Nie chodzi o przedłużenie ulicy Literatów, bo ona idzie po skarpie, chodzi o przedłużenie drogi pod skarpą, prowadzącej do Obór. Zakładałem, że planowano przedłużyć jedynie na odcinku wzdłuż łąk, ale jeśli ktoś wpadł na genialny pomysł poprowadzenia jej wzdłuż całego rezerwatu, aby była jednokierunkowa i był tam dogodny wyjazd to gratuluję. Z tego co wiem posiadacze garaży na Grapie irytowali się na tę koncepcję, że w soboty będą mieli zablokowany wyjazd, jeśli ma się z tym wiązać pomysł zniszczenia jednego z najładniejszych zakątków K-J i poprowadzenia drogi wzdłuż granicy rezerwatu, co wiąże się z jego likwidacją to pozostaje załamać ręce, że gmina odzyskała po latach łąki oborskie.
Nie chodzi o sam fakt wykopalisk, raczej sposób ich przeprowadzenia i zakres - włącznie z faktem, że robione są przed uchwaleniem planu zagospodarowania, najwyraźniej ktoś pomija tak drobny element, uznając za oczywiste, że to tylko szczegół.

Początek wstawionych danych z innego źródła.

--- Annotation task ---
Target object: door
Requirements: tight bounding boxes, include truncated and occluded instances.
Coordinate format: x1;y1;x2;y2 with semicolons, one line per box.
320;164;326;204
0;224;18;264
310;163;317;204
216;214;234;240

Na żółto oznaczyłem nadsypany teren. Rośliny już dawno wycięto, zostało kilka drzew. Akurat ten teren przyległy do garaży a tym zyskał, problem polega na tym, że wjechano na granicę rezerwatu (gruba czerwona linia). Tam piachu nie sypano, na zielono zaznaczyłem miejsce które rokrocznie porastały krzaki, w tym roku w tajemniczy sposób znikły. Obszar niebieski to niwelacja i sianokosy.
Nie chodzi o sam fakt zagospodarowania części łąk - choć notabene ciekawi mnie ile pieniędzy na to planuje przeznaczyć UMiG, bo teren w części bliższej rezerwatowi jest mocno zabagniony, rok temu w zimę woda była tam powyżej kolan, co sprawdziłem niestety osobiście. Łąki też trzeba będzie nadsypać, bo położenie nawet płyt betonowych tematu nie rozwiąże- chodzi o sposób. Jak rozumiem ktoś zapewne pomyślał, ze dzięki zalaniu łąk betonem i wybudowaniu drogi wzdłuż skarpy gdzie wciąż można spotkać jaszczurki, lisy, zaskrońce, nie wspominając o tej żabce którą przyjeżdżają do nas oglądać tłumy, coś rozwiąże. Tylko jakim kosztem?